20year old with fever and vomitings
No history of burning micturition.
No history of productive cough , breathlessness.
No history of neck stiffness.
No history of pain abdomen, loose stools.
No history of weight loss.
PAST HISTORY
No similar complaints in the past.
No history of diabetes, hypertension,asthma, tuberculosis, epilepsy.
PERSONAL HISTORY :
he has been staying at home past one year after completion of his training in ITI .
His daily routine :
he wakes up at 8:00 am in the morning, gets fresh up and takes breakfast occassionally and goes out with friends
then comes home and skips his lunch most of the time and sleeps and then goes out with friends in the evening and comes home at 10:00pm and has his dinner by 11:00pm
He consumes tea or coffee 10 to 20 times a day
No history of alcohol consumption or smoking.
FAMILY HISTORY:
No significant history in the family.
GENERAL EXAMINATION:
patient is conscious, coherent and cooperative , well oriented with time, place and person
He is moderately built and nourished
He has no pallor
Icterus
Bulbar conjunctiva clear
No clubbing
No generalised lymphadenopathy
No pedal edema.
A single palpable lymph node is present in the right upper cervical region, which is soft in consistency, about 1.5 cm size and slightly mobile.
He has two tattoos( becomes significant if serology turns out positive)
Vitals :
Temperature:
PR :101 bpm
Bp : 110/90 mm Hg
RR: 18 cpm
SYSTEMIC EXAMINATION:
ABDOMINAL EXAMINATION
INSPECTION
- Shape - Scaphoid, with no distention.
- Umbilicus - central in position, normal
- Equal symmetrical movements in all the quadrants with respiration.

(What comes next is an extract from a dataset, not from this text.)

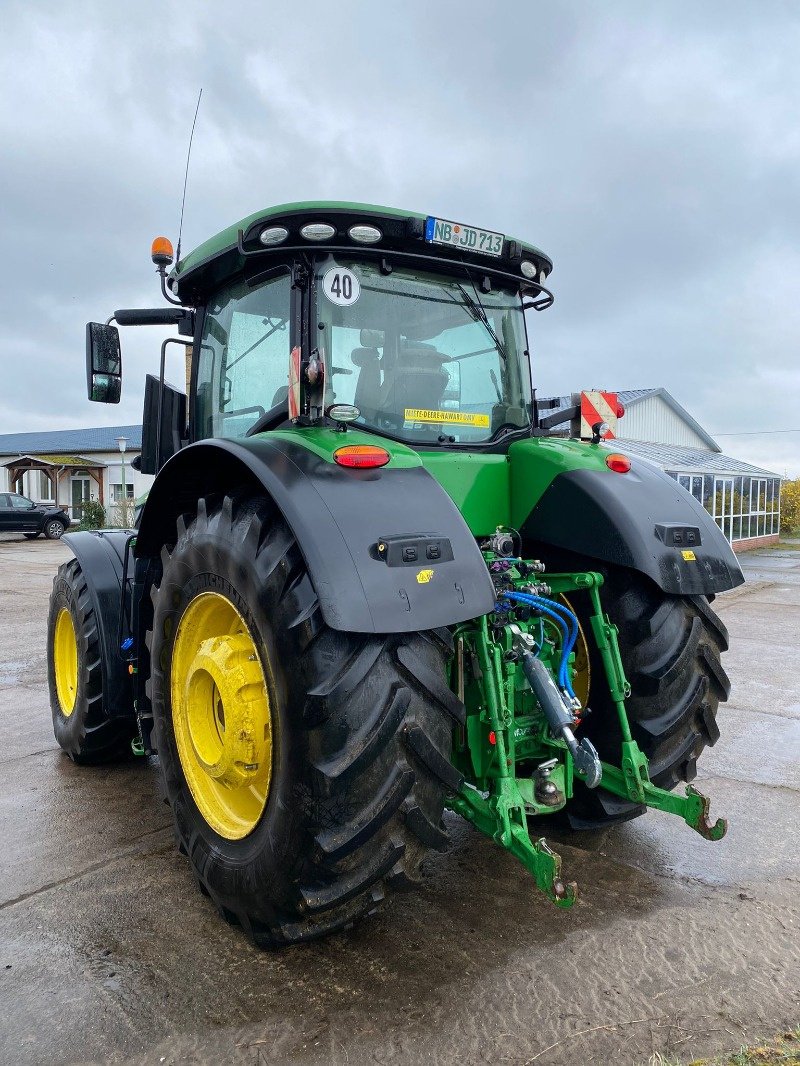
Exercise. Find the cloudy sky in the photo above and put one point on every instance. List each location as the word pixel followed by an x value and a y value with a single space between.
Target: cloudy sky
pixel 653 150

- No visible pulsation,peristalsis, dilated veins and localized swellings.
PALPATION
- Local rise of temperature present.
NO TENDERNESS
- Mild enlargement of liver,
regular smooth surface , rounded
edges , non tender.
- SPLEEN
palpable just below the costal margin,
smooth , rounded margins, non tender.
PERCUSSION
- Hepatomegaly : liver span of 14 cms with
3 cms extending below the costal margin
- Fluid thrill and shifting dullness absent
AUSCULTATION
- Bowel sounds not heard.
-No bruit or venous hum.
NO LOCAL LYMPHADENOPATHY.
CNS
Higher mental functions intact.
No signs of meningeal irritation.
Normal sensory examination
Normal motor examination.
Cerebellar signs are absent.
CVS :
S1 S2 heard, no murmurs.
RESPIRATORY SYSTEM
Bilateral air entry present, Normal vesicular breath sounds on both sides.
PROVISIONAL DIAGNOSIS
Fever under evaluation
Gastritis ( due to associated risk factors)
My differentials for fever
? Viral Hepatitis
? Typhoid
? Malaria
INVESTIGATIONS
CUE
LFT
SAMPLES ARE SENT FOR
WIDAL TEST
BLOOD CULTURE
URINE CULTURE
Repeat sample for serology
TREATMENT:
NIL BY MOUTH
MONITOR VITALS
INJ PAN
INTRAVENOUS FLUIDS :
RL
NS
INJ NEOMOL 1gm SOS (if temperature is above 101 degree)
Tab DOLO 650 MG PO TID
Data on association of tea and gastric acid release:
(to explain his pangastritis )
https://pubmed.ncbi.nlm.nih.gov/6546540/
Quoting the main lines :
Gastric acid response to a 200-ml cup of tea was measured by in situ titration in 36 patients with duodenal ulcer (DU) and 56 without duodenal ulcer (controls). Tea resulted in an acid secretory response which was almost equal to that after a maximal dose (0.04 mg/kg) of histamine. The effect of tea was mainly due to its local chemical action on gastric mucosa.
My questions regarding this case:
Do dietary habits alone show association with gastritis? Or should H pylori be ruled out?
How common is acute gastritis ( like in this case) associated with H pylori?
How can we be sure that gastritis and the fever, positive examination findings are separate entities?
Is there a need to rule out viral gastritis? Does a CMV or HSV viral infection explain all his features?
What is the sensitivity and specificity of Rapid diagnostic tests of HCV?
Are there any case studies of hepatitis C and acute gastritis?
I have found cases of chronic autoimmune gastritis, in hepatitis C patients, but doesn't fit in this case.